Visiblement, la leçon de 2002 n'a pas porté. Lionel Jospin a perdu gros en attaquant directement et personnellement Jacques Chirac. Et encore, il l'avait fait dans ce qu'il croyait être du off. Cette année, c'est lors du point presse que Ségolène Royal balance que Sarkozy est un menteur. Ce dernier, pas très finaud, ne peut pas s'empêcher de répliquer, alors que dans ces cas-là, il ne faut surtout pas réagir personnellement et faire donner la garde rapprochée, pour organiser un battage médiatique autour de ce genre de propos minables, dignes d'une cour de récréation. Franchement, si Ségolène Royal n'a que cela à dire, pas la peine qu'elle tienne elle-même ses points presse quotidiens, parce que dans trois jours, elle risque d'avoir régressé jusqu'à caca-prout-prout.
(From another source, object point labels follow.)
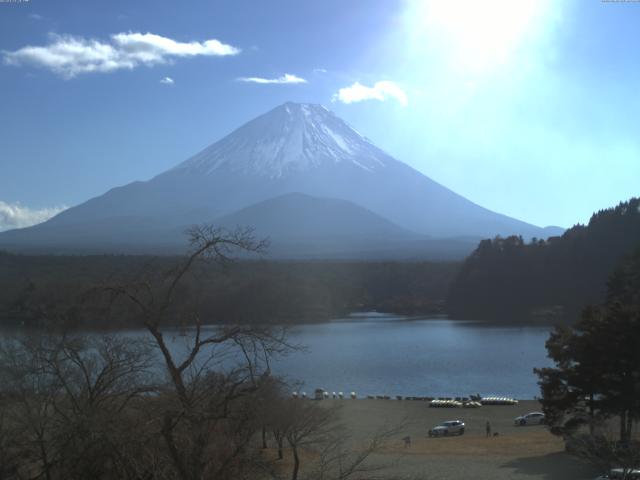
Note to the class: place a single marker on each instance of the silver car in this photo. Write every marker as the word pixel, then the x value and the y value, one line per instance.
pixel 451 427
pixel 533 418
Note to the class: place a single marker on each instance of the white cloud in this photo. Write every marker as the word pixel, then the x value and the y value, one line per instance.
pixel 380 91
pixel 69 56
pixel 15 215
pixel 286 78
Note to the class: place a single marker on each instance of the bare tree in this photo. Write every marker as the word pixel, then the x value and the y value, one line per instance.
pixel 66 403
pixel 209 418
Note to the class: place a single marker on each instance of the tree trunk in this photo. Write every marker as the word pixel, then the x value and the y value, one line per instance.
pixel 591 415
pixel 280 455
pixel 296 464
pixel 623 426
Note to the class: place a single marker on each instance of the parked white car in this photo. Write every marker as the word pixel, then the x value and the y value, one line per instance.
pixel 533 418
pixel 451 427
pixel 618 474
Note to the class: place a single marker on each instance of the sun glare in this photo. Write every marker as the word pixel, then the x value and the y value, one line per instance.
pixel 473 35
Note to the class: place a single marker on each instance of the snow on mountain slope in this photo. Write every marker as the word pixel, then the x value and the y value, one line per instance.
pixel 299 148
pixel 291 138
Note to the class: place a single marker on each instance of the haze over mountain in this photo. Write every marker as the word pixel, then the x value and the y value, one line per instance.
pixel 362 194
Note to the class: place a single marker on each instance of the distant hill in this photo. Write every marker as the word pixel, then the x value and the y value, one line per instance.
pixel 514 280
pixel 294 148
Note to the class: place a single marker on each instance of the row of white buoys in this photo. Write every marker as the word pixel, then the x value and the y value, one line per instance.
pixel 498 401
pixel 321 394
pixel 440 403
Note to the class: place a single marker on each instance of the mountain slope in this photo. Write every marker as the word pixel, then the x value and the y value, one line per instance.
pixel 293 148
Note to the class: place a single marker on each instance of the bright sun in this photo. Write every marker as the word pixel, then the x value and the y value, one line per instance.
pixel 474 35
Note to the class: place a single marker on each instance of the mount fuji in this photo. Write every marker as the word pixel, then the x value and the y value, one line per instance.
pixel 301 176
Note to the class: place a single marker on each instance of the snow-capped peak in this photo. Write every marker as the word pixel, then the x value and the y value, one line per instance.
pixel 290 138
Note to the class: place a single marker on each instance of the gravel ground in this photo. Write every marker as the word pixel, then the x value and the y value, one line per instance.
pixel 527 453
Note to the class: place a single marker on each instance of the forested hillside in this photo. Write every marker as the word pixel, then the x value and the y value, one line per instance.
pixel 547 280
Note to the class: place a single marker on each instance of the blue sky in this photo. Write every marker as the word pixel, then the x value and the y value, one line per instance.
pixel 529 108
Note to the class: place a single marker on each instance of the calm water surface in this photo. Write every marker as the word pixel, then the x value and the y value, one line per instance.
pixel 395 355
pixel 375 354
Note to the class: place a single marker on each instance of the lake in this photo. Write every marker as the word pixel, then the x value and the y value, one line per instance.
pixel 379 354
pixel 417 356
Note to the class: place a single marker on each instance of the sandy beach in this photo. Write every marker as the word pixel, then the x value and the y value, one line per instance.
pixel 527 453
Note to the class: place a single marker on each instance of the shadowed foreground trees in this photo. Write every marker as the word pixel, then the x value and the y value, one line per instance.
pixel 545 280
pixel 100 407
pixel 596 381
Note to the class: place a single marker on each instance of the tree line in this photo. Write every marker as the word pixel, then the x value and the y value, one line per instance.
pixel 549 280
pixel 275 292
pixel 592 395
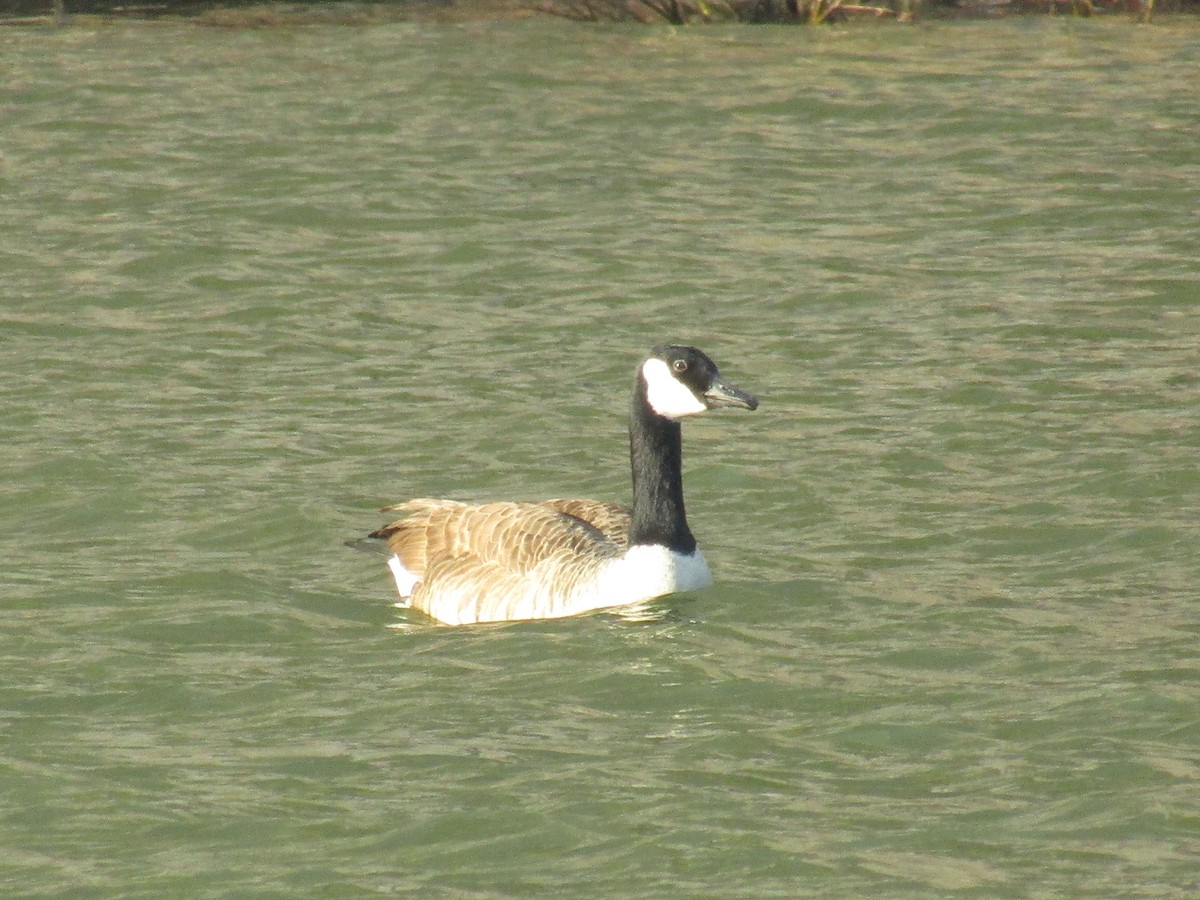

L'épisode est intéressant sur d'autres points. On voit d'abord un peu plus encore (si cela était possible), le coté institutrice de Ségolène Royal, qui semble prendre les électeurs pour des enfants immatures. C'est quelque part insultant, mais ce n'est pas une surprise, elle traitait déjà comme cela ses collaborateurs. Son coté "jeu perso" ressort également de plus en plus. Désormais, quand elle sera à Paris, c'est elle qui fera les point presse, elle qui sera en première ligne. Fini la collégialité, le travail en équipe, place au "moi, moi, moi". Elle se dit libre, elle m'apparait surtout de plus en plus seule. Elle fait semblant d'appeler les éléphants, le temps d'une photo et d'un meeting puis les renvoie chez eux. Elle gère tout avec sa garde rapprochée. J'ai beaucoup aimé la phrase "Je recadrerai la cohérence de l'action". Cela voudrait dire que jusque là, cette action n'était pas bien cadrée et avait besoin d'être reprise en mains. Ségolène Royal me semble être dans la situation d'avoir grillé toutes ses cartes, de ne plus avoir de Joker et d'être obligée de tout faire elle-même. C'est peut être comme cela qu'elle est heureuse, mais ce n'est pas comme cela que l'on doit gérer un pays.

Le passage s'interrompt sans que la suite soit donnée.